Wer schon Bücher von Jesper Juul gelesen hat, weiß, wie groß sein Respekt Kindern gegenüber ist. Nie ist bei ihm die Rede von irgendwelchen Bestrafungs- oder Belohnungssystemen wie dem stillen Stuhl oder dem Punktesammeln. Seine Haltung ist vielmehr, dass Kinder es in den allermeisten Fällen ihren Eltern recht machen wollen. Und wenn ein Kind um sich tritt, ist es häufig ein Anzeichen dafür, dass es mit einer bestimmten Situation nicht zurechtkommt, sein Unbehagen aber nicht in Worte fassen kann.

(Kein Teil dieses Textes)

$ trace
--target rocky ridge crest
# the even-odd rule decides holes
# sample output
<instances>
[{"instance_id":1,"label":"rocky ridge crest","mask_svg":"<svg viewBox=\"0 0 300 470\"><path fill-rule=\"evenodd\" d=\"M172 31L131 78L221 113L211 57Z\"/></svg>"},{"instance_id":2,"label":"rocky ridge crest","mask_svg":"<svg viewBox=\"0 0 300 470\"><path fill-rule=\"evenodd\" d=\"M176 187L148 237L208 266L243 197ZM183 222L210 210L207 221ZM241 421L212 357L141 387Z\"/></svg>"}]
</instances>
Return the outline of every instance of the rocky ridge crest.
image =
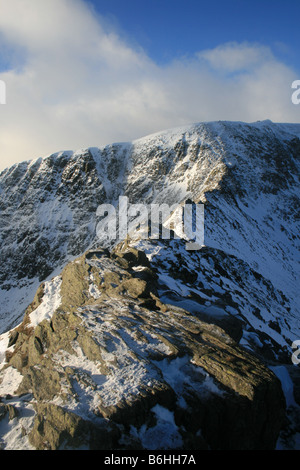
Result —
<instances>
[{"instance_id":1,"label":"rocky ridge crest","mask_svg":"<svg viewBox=\"0 0 300 470\"><path fill-rule=\"evenodd\" d=\"M24 445L274 448L285 409L277 377L220 326L161 302L158 279L145 253L127 246L69 263L51 281L61 301L50 318L40 286L2 371L4 382L19 374L3 400L18 409L16 423L35 413Z\"/></svg>"}]
</instances>

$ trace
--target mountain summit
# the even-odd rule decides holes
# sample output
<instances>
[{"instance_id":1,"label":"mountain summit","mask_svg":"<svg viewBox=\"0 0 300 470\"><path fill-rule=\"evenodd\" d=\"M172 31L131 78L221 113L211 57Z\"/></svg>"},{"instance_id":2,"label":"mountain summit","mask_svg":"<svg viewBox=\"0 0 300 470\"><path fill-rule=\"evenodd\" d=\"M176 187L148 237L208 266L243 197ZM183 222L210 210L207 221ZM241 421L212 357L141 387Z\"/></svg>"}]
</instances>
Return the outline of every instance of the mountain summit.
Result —
<instances>
[{"instance_id":1,"label":"mountain summit","mask_svg":"<svg viewBox=\"0 0 300 470\"><path fill-rule=\"evenodd\" d=\"M0 412L26 427L4 448L75 448L81 435L89 448L292 446L299 156L298 124L222 121L4 170L0 395L14 398ZM120 196L203 204L204 246L106 243L97 209ZM226 436L208 424L220 420Z\"/></svg>"}]
</instances>

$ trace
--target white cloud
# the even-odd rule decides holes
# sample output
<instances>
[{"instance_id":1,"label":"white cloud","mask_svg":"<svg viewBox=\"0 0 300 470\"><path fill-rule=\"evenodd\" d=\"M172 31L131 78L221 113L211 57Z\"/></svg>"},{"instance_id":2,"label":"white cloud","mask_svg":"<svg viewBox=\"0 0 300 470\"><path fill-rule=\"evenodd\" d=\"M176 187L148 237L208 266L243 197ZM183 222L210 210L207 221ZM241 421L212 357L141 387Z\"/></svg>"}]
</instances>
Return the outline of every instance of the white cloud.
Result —
<instances>
[{"instance_id":1,"label":"white cloud","mask_svg":"<svg viewBox=\"0 0 300 470\"><path fill-rule=\"evenodd\" d=\"M201 51L199 59L206 60L212 68L226 73L237 73L261 66L264 62L273 61L270 49L260 44L230 42Z\"/></svg>"},{"instance_id":2,"label":"white cloud","mask_svg":"<svg viewBox=\"0 0 300 470\"><path fill-rule=\"evenodd\" d=\"M265 46L224 44L158 66L82 0L0 0L0 11L14 57L0 73L0 169L195 121L299 122L299 77Z\"/></svg>"}]
</instances>

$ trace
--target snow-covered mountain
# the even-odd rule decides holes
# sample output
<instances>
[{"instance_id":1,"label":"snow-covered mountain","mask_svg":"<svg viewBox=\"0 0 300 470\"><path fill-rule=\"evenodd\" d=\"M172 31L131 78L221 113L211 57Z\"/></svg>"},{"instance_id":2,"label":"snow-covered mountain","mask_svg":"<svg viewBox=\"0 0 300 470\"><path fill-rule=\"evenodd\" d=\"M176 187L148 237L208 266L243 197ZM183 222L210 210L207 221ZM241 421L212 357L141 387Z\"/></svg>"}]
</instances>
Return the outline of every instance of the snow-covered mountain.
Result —
<instances>
[{"instance_id":1,"label":"snow-covered mountain","mask_svg":"<svg viewBox=\"0 0 300 470\"><path fill-rule=\"evenodd\" d=\"M63 268L103 245L96 231L98 206L117 206L119 197L127 196L130 203L204 204L201 250L187 251L181 240L137 239L129 245L146 254L160 302L222 328L281 378L288 377L291 344L300 339L299 157L300 125L211 122L131 143L64 151L4 170L3 364L9 330L22 322L40 284L45 283L42 319L50 320L60 307ZM98 290L91 282L88 298L96 301ZM34 318L38 305L30 309Z\"/></svg>"},{"instance_id":2,"label":"snow-covered mountain","mask_svg":"<svg viewBox=\"0 0 300 470\"><path fill-rule=\"evenodd\" d=\"M287 303L278 321L297 335L299 136L300 125L203 123L4 170L1 331L22 317L28 286L32 296L37 283L98 245L97 207L123 194L131 203L204 202L206 246L281 291ZM25 303L12 308L18 298Z\"/></svg>"}]
</instances>

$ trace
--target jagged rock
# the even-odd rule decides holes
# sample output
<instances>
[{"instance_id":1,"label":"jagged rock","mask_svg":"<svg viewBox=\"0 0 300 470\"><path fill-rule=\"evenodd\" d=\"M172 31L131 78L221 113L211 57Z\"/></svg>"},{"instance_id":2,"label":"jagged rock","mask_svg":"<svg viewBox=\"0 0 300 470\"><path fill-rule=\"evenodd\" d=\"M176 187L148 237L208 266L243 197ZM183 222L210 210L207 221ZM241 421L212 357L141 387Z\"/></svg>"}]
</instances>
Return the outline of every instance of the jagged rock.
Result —
<instances>
[{"instance_id":1,"label":"jagged rock","mask_svg":"<svg viewBox=\"0 0 300 470\"><path fill-rule=\"evenodd\" d=\"M116 427L96 426L54 404L37 403L34 427L29 434L37 450L113 449L119 437Z\"/></svg>"},{"instance_id":2,"label":"jagged rock","mask_svg":"<svg viewBox=\"0 0 300 470\"><path fill-rule=\"evenodd\" d=\"M0 421L8 414L9 420L18 417L18 410L13 405L0 403Z\"/></svg>"},{"instance_id":3,"label":"jagged rock","mask_svg":"<svg viewBox=\"0 0 300 470\"><path fill-rule=\"evenodd\" d=\"M118 247L112 251L112 257L116 258L118 261L122 260L122 265L125 268L133 266L145 266L150 267L149 260L146 254L133 247L126 246L125 250L120 250ZM125 263L124 263L125 261Z\"/></svg>"},{"instance_id":4,"label":"jagged rock","mask_svg":"<svg viewBox=\"0 0 300 470\"><path fill-rule=\"evenodd\" d=\"M126 280L111 288L107 266L112 279L126 274ZM165 410L174 419L175 448L274 448L285 407L276 376L219 326L162 302L149 308L155 294L135 274L114 255L87 253L63 270L61 303L51 319L32 327L29 308L6 369L18 368L16 393L31 393L36 403L31 445L93 448L95 433L105 436L108 426L106 440L97 438L100 448L132 442L147 448L166 425L159 415ZM58 399L60 406L53 403ZM166 443L161 437L160 445Z\"/></svg>"}]
</instances>

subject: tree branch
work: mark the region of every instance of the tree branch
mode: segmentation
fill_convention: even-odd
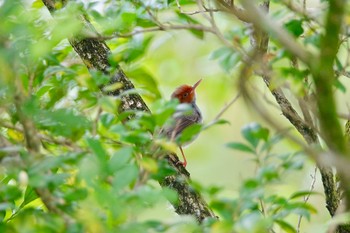
[[[55,1],[52,0],[43,0],[43,3],[52,14],[56,10],[54,2]],[[84,25],[83,30],[91,31],[92,34],[98,35],[87,17],[81,16],[80,20]],[[111,91],[107,94],[120,96],[125,91],[134,88],[134,85],[126,77],[120,67],[117,67],[114,73],[111,72],[111,66],[108,63],[110,49],[104,41],[96,38],[81,38],[80,35],[75,35],[69,39],[69,42],[89,70],[102,71],[111,77],[110,84],[119,82],[123,85],[122,88]],[[127,110],[150,111],[138,94],[123,94],[119,112]],[[177,163],[177,156],[168,155],[166,158],[176,171],[176,174],[166,177],[164,180],[160,181],[160,184],[162,187],[168,187],[178,193],[178,202],[173,203],[175,211],[178,214],[192,215],[199,222],[202,222],[207,217],[215,218],[216,216],[210,210],[208,204],[203,200],[200,194],[195,192],[189,185],[189,173],[183,166]]]

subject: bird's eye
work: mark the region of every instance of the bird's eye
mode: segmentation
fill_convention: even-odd
[[[185,93],[184,93],[184,95],[183,95],[183,97],[185,97],[185,98],[186,98],[187,96],[188,96],[188,93],[187,93],[187,92],[185,92]]]

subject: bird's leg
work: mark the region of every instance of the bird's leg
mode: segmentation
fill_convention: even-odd
[[[180,151],[181,151],[181,154],[182,154],[182,158],[184,159],[184,161],[183,161],[183,162],[179,161],[178,163],[181,163],[182,166],[186,167],[186,165],[187,165],[187,160],[186,160],[186,157],[185,157],[185,153],[184,153],[184,151],[182,150],[182,147],[181,147],[181,146],[179,146],[179,148],[180,148]]]

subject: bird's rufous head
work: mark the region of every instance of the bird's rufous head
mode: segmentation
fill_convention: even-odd
[[[192,103],[196,100],[196,88],[202,79],[198,80],[193,86],[182,85],[173,92],[171,98],[177,98],[180,103]]]

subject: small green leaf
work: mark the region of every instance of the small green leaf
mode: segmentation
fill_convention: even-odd
[[[186,142],[190,142],[191,140],[193,140],[201,131],[202,129],[202,125],[200,124],[193,124],[187,128],[185,128],[180,137],[176,139],[177,142],[179,142],[180,144],[184,144]]]
[[[182,14],[180,12],[176,12],[176,14],[179,17],[180,21],[182,21],[184,23],[201,25],[197,20],[195,20],[194,18],[192,18],[189,15]],[[198,39],[202,40],[204,38],[204,32],[202,30],[190,29],[189,31]]]
[[[137,67],[133,70],[128,71],[126,74],[136,82],[138,87],[146,89],[153,94],[153,96],[146,95],[146,97],[150,98],[153,101],[161,97],[156,78],[147,69],[143,67]]]
[[[334,86],[342,93],[346,93],[346,87],[342,82],[340,82],[339,78],[334,81]]]
[[[117,191],[125,188],[134,182],[138,177],[139,171],[134,164],[124,166],[117,170],[113,177],[113,188]]]
[[[174,190],[164,187],[162,189],[162,194],[164,195],[164,197],[166,197],[166,199],[169,202],[177,203],[177,201],[178,201],[178,193],[175,192]]]
[[[315,191],[299,191],[299,192],[295,192],[293,193],[289,199],[295,199],[295,198],[298,198],[298,197],[304,197],[304,196],[307,196],[307,195],[320,195],[319,192],[315,192]]]
[[[254,149],[252,149],[248,145],[245,145],[245,144],[240,143],[240,142],[230,142],[230,143],[227,143],[226,146],[231,148],[231,149],[255,154]]]
[[[299,37],[304,33],[302,20],[293,19],[288,23],[284,24],[284,27],[295,37]]]
[[[21,190],[14,185],[5,185],[0,187],[0,200],[1,201],[16,201],[22,196]]]
[[[65,193],[64,199],[67,201],[84,200],[88,196],[88,191],[85,188],[76,188]]]
[[[269,137],[269,130],[261,127],[258,123],[251,123],[243,127],[243,137],[254,147],[258,146],[260,140],[267,141]]]
[[[102,147],[101,143],[93,138],[86,139],[86,142],[88,146],[92,149],[92,151],[97,155],[99,158],[107,159],[108,155],[104,148]]]
[[[24,200],[22,202],[22,204],[20,205],[20,208],[23,208],[24,206],[26,206],[28,203],[34,201],[35,199],[38,198],[38,195],[36,194],[36,192],[34,191],[34,189],[30,186],[28,186],[26,188],[26,191],[24,193]]]
[[[211,55],[211,59],[218,59],[220,66],[229,72],[232,70],[240,61],[240,55],[230,48],[222,47],[215,50]]]
[[[108,167],[111,172],[117,171],[121,167],[127,165],[133,154],[132,147],[123,147],[112,155],[112,158],[108,162]]]
[[[296,233],[295,228],[283,220],[275,220],[275,222],[287,233]]]

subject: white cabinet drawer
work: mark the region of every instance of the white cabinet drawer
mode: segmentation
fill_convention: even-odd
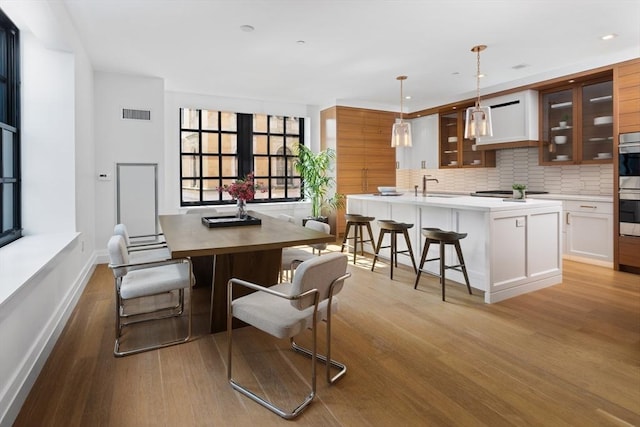
[[[590,201],[577,201],[577,200],[565,200],[563,203],[565,212],[591,212],[597,214],[610,214],[613,215],[613,203],[609,202],[590,202]]]

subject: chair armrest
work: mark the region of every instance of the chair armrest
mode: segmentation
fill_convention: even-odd
[[[126,268],[126,267],[136,267],[136,269],[144,269],[144,268],[152,268],[159,267],[162,265],[170,265],[170,264],[182,264],[182,263],[191,264],[190,258],[175,258],[175,259],[167,259],[162,261],[147,261],[147,262],[132,262],[129,264],[109,264],[109,268]]]
[[[247,282],[246,280],[242,280],[242,279],[236,279],[234,277],[234,278],[229,279],[229,281],[227,282],[229,301],[231,301],[233,299],[232,298],[232,293],[233,293],[233,286],[232,285],[234,283],[236,285],[244,286],[246,288],[253,289],[253,290],[256,290],[256,291],[266,292],[268,294],[271,294],[271,295],[274,295],[274,296],[277,296],[277,297],[280,297],[280,298],[288,299],[288,300],[297,300],[297,299],[304,298],[307,295],[311,295],[311,294],[315,294],[316,295],[316,299],[318,298],[318,290],[317,289],[310,289],[310,290],[308,290],[306,292],[303,292],[301,294],[298,294],[298,295],[287,295],[287,294],[284,294],[282,292],[274,291],[273,289],[268,288],[266,286],[258,285],[257,283]]]
[[[129,252],[140,252],[140,251],[152,251],[154,249],[162,249],[168,248],[167,242],[157,242],[157,243],[140,243],[137,245],[129,245],[127,246],[127,250]]]

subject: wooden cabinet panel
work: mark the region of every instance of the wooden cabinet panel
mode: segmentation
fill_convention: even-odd
[[[618,250],[620,264],[640,268],[640,237],[620,236]]]
[[[395,185],[395,149],[391,147],[394,113],[333,107],[321,112],[321,120],[323,117],[336,120],[334,148],[339,193],[374,193],[378,186]],[[344,211],[339,211],[336,213],[338,234],[344,233],[344,225]]]
[[[640,131],[640,60],[616,69],[618,132]]]

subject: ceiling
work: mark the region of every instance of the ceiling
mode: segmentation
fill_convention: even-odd
[[[62,0],[96,70],[404,111],[640,57],[640,0]],[[246,32],[243,25],[254,31]],[[618,36],[603,41],[601,36]],[[303,42],[302,42],[303,41]],[[518,67],[520,66],[520,67]],[[524,67],[523,67],[524,66]]]

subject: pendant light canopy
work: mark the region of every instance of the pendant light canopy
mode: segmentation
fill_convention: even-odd
[[[485,50],[487,46],[481,44],[471,48],[471,52],[477,55],[476,70],[476,105],[467,108],[464,121],[464,137],[466,139],[475,139],[479,136],[492,136],[493,129],[491,127],[491,108],[480,106],[480,52]]]
[[[400,80],[400,120],[396,121],[391,129],[391,146],[411,147],[411,123],[402,121],[402,82],[407,80],[407,76],[398,76],[396,80]]]

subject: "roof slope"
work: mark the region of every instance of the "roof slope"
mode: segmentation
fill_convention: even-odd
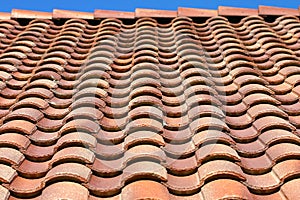
[[[298,199],[299,19],[137,13],[0,21],[0,199]]]

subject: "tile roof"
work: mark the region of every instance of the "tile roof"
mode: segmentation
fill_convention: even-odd
[[[299,199],[297,16],[0,13],[0,200]]]

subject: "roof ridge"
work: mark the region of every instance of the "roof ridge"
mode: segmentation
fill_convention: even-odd
[[[134,19],[140,17],[173,18],[177,16],[185,17],[213,17],[213,16],[250,16],[250,15],[295,15],[300,16],[300,6],[298,9],[283,8],[260,5],[257,9],[239,8],[229,6],[219,6],[218,10],[178,7],[177,10],[158,10],[136,8],[134,12],[123,12],[116,10],[98,10],[94,12],[82,12],[73,10],[54,9],[52,12],[41,12],[32,10],[12,9],[11,12],[0,12],[0,19],[101,19],[119,18]]]

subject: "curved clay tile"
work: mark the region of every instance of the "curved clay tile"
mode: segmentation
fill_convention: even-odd
[[[1,13],[0,199],[297,199],[298,15]]]

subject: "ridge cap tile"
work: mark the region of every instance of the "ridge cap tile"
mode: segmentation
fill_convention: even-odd
[[[275,6],[258,6],[259,15],[295,15],[300,16],[299,9],[293,8],[283,8],[283,7],[275,7]]]
[[[174,18],[177,17],[177,11],[175,10],[157,10],[157,9],[147,9],[147,8],[136,8],[135,17],[154,17],[154,18]]]
[[[52,19],[52,12],[12,9],[11,18]]]
[[[230,6],[219,6],[218,14],[220,16],[250,16],[250,15],[258,15],[257,9],[252,8],[238,8],[238,7],[230,7]]]
[[[53,10],[53,19],[94,19],[92,12],[82,12],[73,10]]]
[[[257,9],[219,6],[217,10],[178,7],[177,10],[159,10],[136,8],[134,12],[95,9],[94,12],[53,9],[52,12],[35,10],[12,9],[11,12],[0,12],[0,19],[103,19],[119,18],[134,19],[142,17],[175,18],[185,17],[214,17],[214,16],[251,16],[251,15],[294,15],[300,16],[300,6],[297,9],[259,5]]]
[[[0,12],[0,20],[1,19],[10,19],[11,18],[11,13],[9,12]]]
[[[94,11],[94,18],[119,18],[119,19],[134,19],[135,13],[134,12],[123,12],[123,11],[116,11],[116,10],[101,10],[96,9]]]
[[[186,8],[178,7],[178,16],[184,17],[213,17],[218,16],[217,10],[202,9],[202,8]]]

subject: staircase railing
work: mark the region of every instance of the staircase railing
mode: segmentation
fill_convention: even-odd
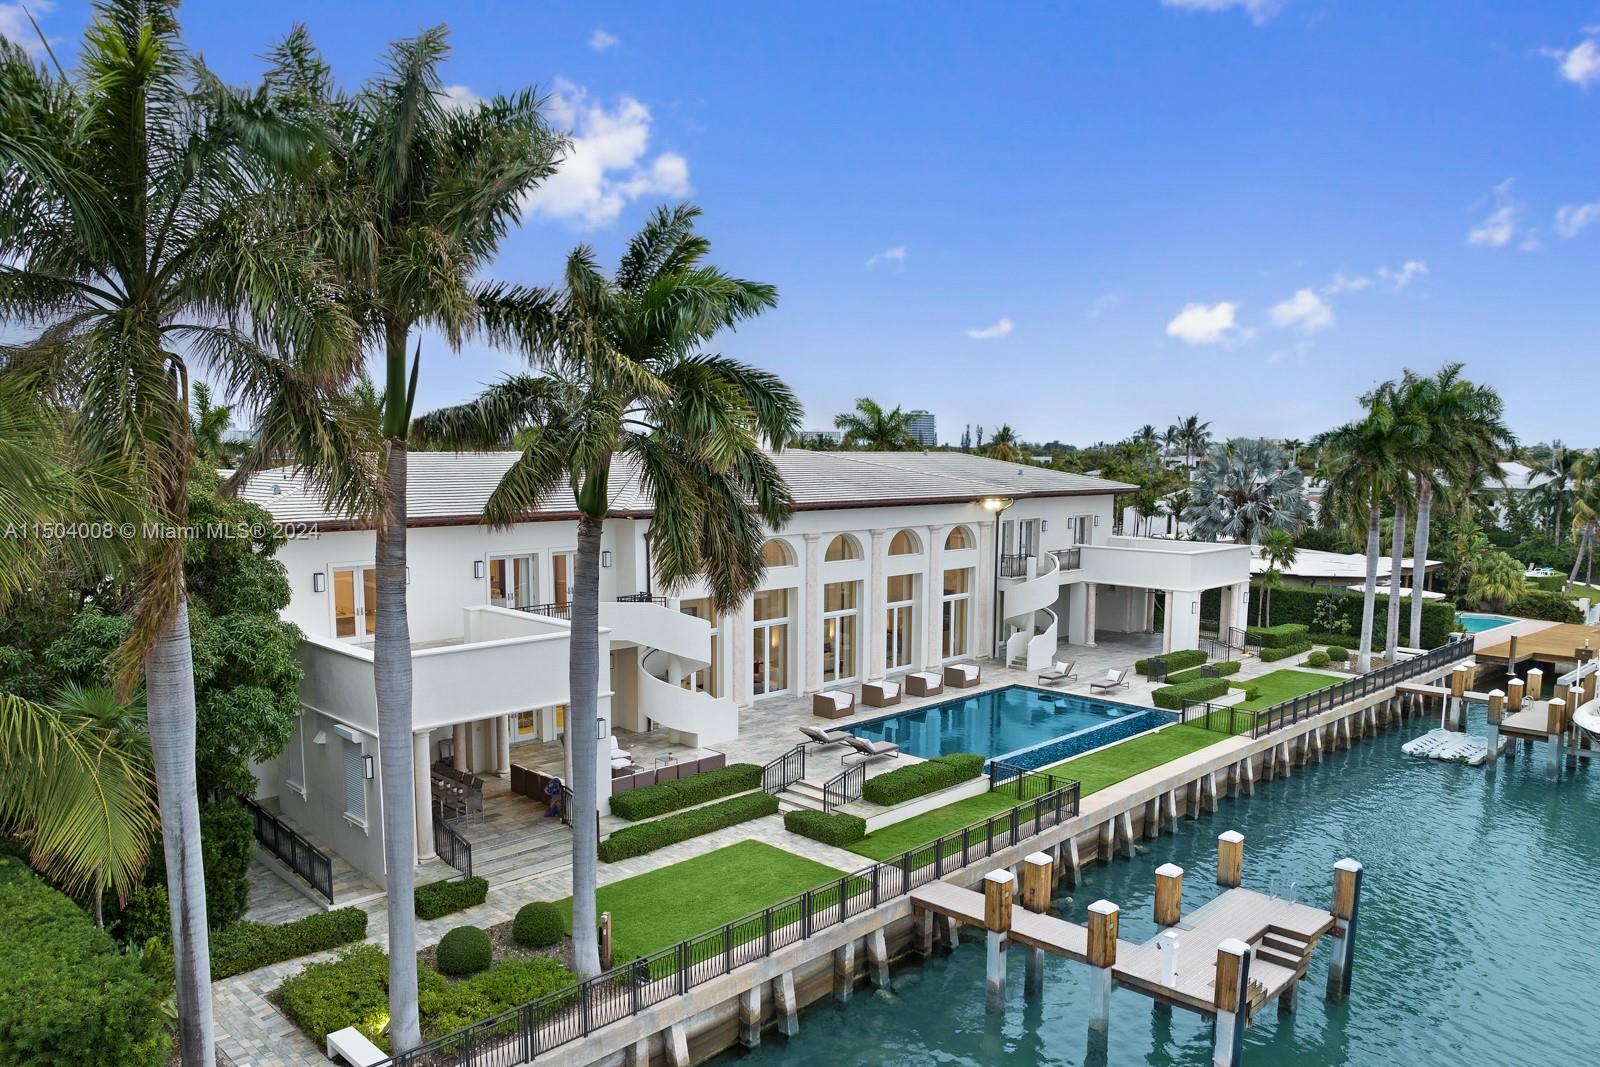
[[[848,764],[822,787],[822,810],[831,815],[852,800],[860,800],[861,787],[866,783],[866,760]]]
[[[781,793],[806,776],[806,746],[799,744],[761,768],[761,789]]]
[[[333,860],[327,853],[301,837],[294,828],[249,797],[241,796],[244,805],[255,821],[256,840],[266,850],[282,860],[295,874],[311,883],[311,888],[333,903]]]
[[[450,825],[449,812],[438,801],[433,805],[433,851],[462,877],[472,877],[472,842]]]

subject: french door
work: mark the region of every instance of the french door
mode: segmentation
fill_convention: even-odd
[[[912,626],[914,595],[911,575],[890,576],[888,611],[883,626],[885,671],[906,670],[911,666],[916,647],[916,630]]]
[[[378,631],[378,568],[333,569],[333,636],[365,641]]]

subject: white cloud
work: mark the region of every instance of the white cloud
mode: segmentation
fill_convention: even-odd
[[[905,261],[906,261],[906,246],[905,245],[893,245],[893,246],[891,246],[889,248],[885,248],[882,252],[874,252],[874,253],[872,253],[872,255],[868,256],[867,257],[867,269],[871,270],[873,267],[876,267],[879,263],[893,263],[897,267],[898,266],[903,266],[905,264]]]
[[[1600,200],[1589,204],[1562,204],[1556,209],[1556,232],[1576,237],[1586,227],[1600,222]]]
[[[1238,305],[1230,300],[1215,304],[1185,304],[1167,323],[1167,336],[1185,344],[1214,345],[1246,336],[1239,330]]]
[[[1322,291],[1329,296],[1337,296],[1340,293],[1359,293],[1371,284],[1372,279],[1365,274],[1357,274],[1351,277],[1341,270],[1333,276],[1333,281],[1322,287]]]
[[[23,10],[24,6],[26,11]],[[27,5],[0,4],[0,37],[11,41],[30,56],[43,55],[44,43],[39,40],[33,23],[28,21],[28,11],[33,12],[35,19],[42,20],[55,6],[54,0],[33,0]]]
[[[1183,11],[1231,11],[1238,8],[1250,16],[1257,26],[1276,15],[1284,0],[1161,0],[1162,7],[1175,7]]]
[[[967,336],[974,341],[998,341],[1002,337],[1010,336],[1017,324],[1010,319],[1001,319],[992,326],[984,326],[976,330],[968,330]]]
[[[1121,293],[1105,293],[1102,296],[1096,297],[1094,303],[1089,305],[1089,310],[1084,314],[1088,318],[1098,319],[1101,315],[1104,315],[1106,312],[1110,311],[1120,303],[1122,303]]]
[[[1378,277],[1389,283],[1392,292],[1398,292],[1428,273],[1428,265],[1420,259],[1408,259],[1400,264],[1399,270],[1390,270],[1388,267],[1378,268]]]
[[[1333,325],[1333,308],[1312,290],[1301,289],[1282,303],[1274,304],[1267,317],[1274,326],[1316,333]]]
[[[572,131],[561,167],[529,197],[535,215],[572,219],[581,226],[605,226],[622,209],[643,197],[688,196],[689,161],[676,152],[646,159],[650,147],[650,109],[631,96],[613,108],[589,100],[586,90],[556,79],[547,113]]]
[[[1507,178],[1490,192],[1489,202],[1494,208],[1467,233],[1468,244],[1504,248],[1517,236],[1522,205],[1511,196],[1512,181]]]
[[[465,85],[446,85],[439,95],[444,97],[444,106],[452,111],[470,111],[483,103],[483,97]]]
[[[604,52],[607,48],[612,48],[621,43],[622,38],[618,37],[614,33],[607,33],[605,30],[599,28],[596,28],[595,31],[589,35],[589,47],[594,49],[596,52]]]
[[[1556,70],[1563,78],[1580,88],[1600,83],[1600,26],[1585,26],[1589,39],[1574,48],[1545,48],[1544,55],[1556,61]]]

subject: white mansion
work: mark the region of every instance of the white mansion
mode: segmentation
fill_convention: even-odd
[[[482,508],[510,453],[413,453],[409,610],[418,847],[433,848],[429,766],[505,773],[515,741],[552,740],[568,700],[567,604],[577,521],[570,496],[496,531]],[[715,746],[781,695],[996,657],[1037,669],[1058,644],[1145,632],[1165,597],[1164,646],[1196,647],[1199,600],[1223,588],[1242,624],[1245,546],[1117,537],[1132,486],[958,452],[783,451],[795,500],[765,548],[761,589],[715,615],[699,583],[664,595],[650,566],[650,500],[612,472],[600,571],[602,735],[670,730]],[[374,534],[327,513],[288,472],[243,492],[306,531],[278,558],[305,634],[303,713],[260,795],[383,881],[371,641]],[[374,757],[367,760],[366,757]],[[600,753],[604,792],[609,753]],[[602,798],[602,805],[607,800]]]

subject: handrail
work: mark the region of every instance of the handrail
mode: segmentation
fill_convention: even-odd
[[[301,837],[294,827],[251,798],[236,798],[244,805],[255,824],[256,840],[278,857],[289,869],[311,884],[311,888],[333,903],[333,860],[328,854]]]
[[[472,842],[461,831],[450,825],[450,807],[443,800],[433,800],[433,851],[440,859],[461,872],[463,878],[472,877]],[[457,808],[455,818],[464,814]]]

Wer miteinander spricht, kommt weiter, behauptet Jesper. Und dabei ist es gar nicht so entscheidend, dass das Kind jedes einzelne Wort versteht, das seine Eltern sagen. In den meisten Fällen genügt es, dass es erkennt, wie sehr sich Mama und Papa darum bemühen, das Zusammenleben zu erleichtern. »Redet mit eurem Kind, als würdet ihr mit einem Freund sprechen«, mahnt Jesper und meint damit, dass die Eltern den pädagogischen Unterton über Bord werfen und sich stattdessen darauf konzentrieren sollen, ihre wahren und aufrichtigen Gefühle zu zeigen. Auf diese Authentizität kommt er oft zu sprechen. Es gibt keinen Mutter- oder Vatermantel, der jedem passt. Nur weil man Eltern geworden ist, verändert sich nicht die eigene Persönlichkeit, und man muss auch nicht anders sprechen oder gar denken, nur weil die Familie größer geworden ist.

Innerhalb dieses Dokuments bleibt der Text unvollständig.